Presidential Lecture Series
spacer spacer Bei Dao


IN HIS OWN WORDS (Interviews with Bei Dao)

(Compiled by Adán Griego, co-editor of the Presidential Lectures Web Site)

Excerpted from:
Gleichmann, Gabi. "An Interview With Bei Dao." Modern Chinese Literature. Vol. 9, 1996. Pp 387-393.

G: Is poetry a way of understanding the world, understanding reality? Is that what poetry means to you?

B: I see a connection between poetry and rebellion. Rebellion is a major theme of my generation. But I believe rebellion begins at the personal level, for instance, my rebellion against my father. Poetry is a form of rebellion against the decades of chaos in China


G: Who are some of the poets who have influenced your poetry?

B: I still remember how, on first reading the Chinese translation of Garcia Lorca in the 1970s, I was struck by his unique imagery and impeccable music. Poets of my generation (who were still underground at the time) tried to imitate him but eventually we gave up when we realized he was inimitable. There were of course other poets in the ‘Generation of 1927,’ such as Rafael Alberti, Vicente Aleixandre and Antonio Machado. They form what I call ‘the golden chain of Spanish poetry.’ At the beginning of this golden chain, we should add the Peruvian poet Cesar Vallejo. Though he did not belong to the ‘Generation of 1927,’ in spirit they were closely related. We feel the power of mystery in his Trilce, which, published in the same year as T.S.Elliot’s The Waste Land, has long been considered a classic of modernist poetry.

This links of the golden chain in German poetry seem to me far less close than those I have found in Spanish poetry. There seems to be no ‘blood relation’ between my favorite German-speaking poets: Georg Trakl, Maria Rilke, and Paul Celan. Trakl and Rilke belong to the same generation, but the extremism of Trakl and the generous receptivity of Rilke create a sharp contrast…. Russian poetry, especially Romantic poetry of the 19th century, has always had a special significance for Chinese poets. Due to strict control over a long period of time, however, we were unable to read any modernist Russian poetry until the 1980s. Boris Pasternk, Osip Mandestam, and Gennandi Ajgi (Pasternak’s student) form a golden chain of pain and misery in Russian poetry.
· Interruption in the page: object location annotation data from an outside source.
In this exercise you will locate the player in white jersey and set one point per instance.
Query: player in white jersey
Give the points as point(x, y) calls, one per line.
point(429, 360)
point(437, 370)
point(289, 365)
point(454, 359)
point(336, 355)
In order to make a living, I started doing translations in the mid 1980s. My reading of modern Swedish poetry revealed to me the golden chain in Swedish Poetry: Gunnar Ekelof, Eric Lindergren, and Tomas Transtromer.


Of all the poets I mentioned earlier, I like Celan best because I think there is a deep affinity between him and myself in the way he combines the sense of pain with language experiments. He transforms his experience in the concentration camps into a language of pain. That is very similar to what I am trying to do. Many poets separate their experience from the language they use in poetry, but in the case of Celan there is a fusion, a convergence of experience and experimental language.


G: Let’s change the topic. Exile gives you freedom, I am not romanticizing exile. As a child I experienced exile when I left Hungary and moved to Sweden. I think exile gives you freedom but solitude is the price you pay….

B: Though some writers would not admit it, I think there is a positive side to exile…. If exile is an endless journey, then it’s a journey through emptiness. It gives you new understanding abut emptiness.


G: ..exile has done something to your work…

B: …I thing exile has given me many opportunities to face the heart of darkness, which every human being must face. … This path leading to the heart of darkness, some people may refuse to take it, some may give up half-way through. It has given me the courage to go on.